The C-130s typically drop flame retardant from altitudes of 150-feet above the ground, traveling at speeds of 120 knots, said Dave Carey, Chief Flight Engineer, 731 Air Lift Squadron. The retardant is dropped along the perimeter or outer-contours of an expanding fire in support of fire-fighters on the ground in order to stop or contain the spread of the flames, Carey explained.
The C-130 airplanes, which were directed by the U.S. Forest service to head toward fire-damaged areas in Arizona from Colorado Springs, Colo., are configured with special fire-fighting technology called Modular Airborne Fire Fighting Systems, or MAFFS, Skarban said.
The C-130s are operating from Phoenix Mesa-Gateway Airport, said Lt. Col. Robert Carver, a spokesman for 145th Airlift Wing.
"The planes are able to lay down a line of fire retardant and check the fire, stopping it in its tracks. The teamwork with the crews on the ground, local first responders, and the U.S. Forest Service is amazing as it helps to establish where the best place is to drop the retardant," said Carver.
Military aircrews can discharge 3,000 gallons of water or fire retardant from the MAFFS modules along the leading edge of a forest fire in less than five seconds and cover an area a quarter of a mile long by 100 feet wide, according to a statement from U.S. Northern Command.
Two of the aircraft helping the Arizona effort are from the 302nd Airlift Wing located at Peterson Air Force Base, Colo., and two more are from the 146th Airlift Wing, California Air National Guard, based at Channel Islands Air National Guard Station.
The amount of retardant, a concentrated liquid substance which is diluted with water before being released from the plane, varies depending upon a range of factors such as air pressure, terrain, altitude and weight, said Carey.
For instance, higher altitudes and hotter temperatures result in decreased air pressure, making it more difficult to fly and maneuver an aircraft, especially C-130s loaded with thousands of gallons of fuel, Carey added.
"We keep track of the volume that we load on because we can't always load a full tank based on the altitude and how hot it is. We are required to meet climb restrictions if we lose an engine -- so we need to be able to climb away from the terrain - to do that we sometimes need to limited how much retardant can go on the aircraft," he said.

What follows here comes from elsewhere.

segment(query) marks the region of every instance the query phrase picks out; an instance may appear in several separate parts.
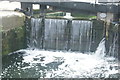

The pressure and volume of the retardant, controlled by a valve and an on-board computer on the plane, also varies depending upon the terrain and vegetation of the fire affected area, Carey explained.
The C-130 planes typically enter a fire traffic area following about 1,000-feet behind a smaller lead plane – such as a King Air -- which provides a start point, stop point and pressure setting for the retardant, he said.
"If there is a lot of vegetation, they will want more pressure to shoot it down inside of there. If it is prairie fire or lava-field fire, they will want a lower pressure setting. With a high pressure setting it comes out quicker," Carey said.
Once the load is discharged, ground crews at a MAFFS tanker base can refill the modules in less than 12 minutes, Air Force Reserve officials added.
Four additional MAFFS-capable C-130s are operated by Air National Guard units in North Carolina and Wyoming and can be called on if needed.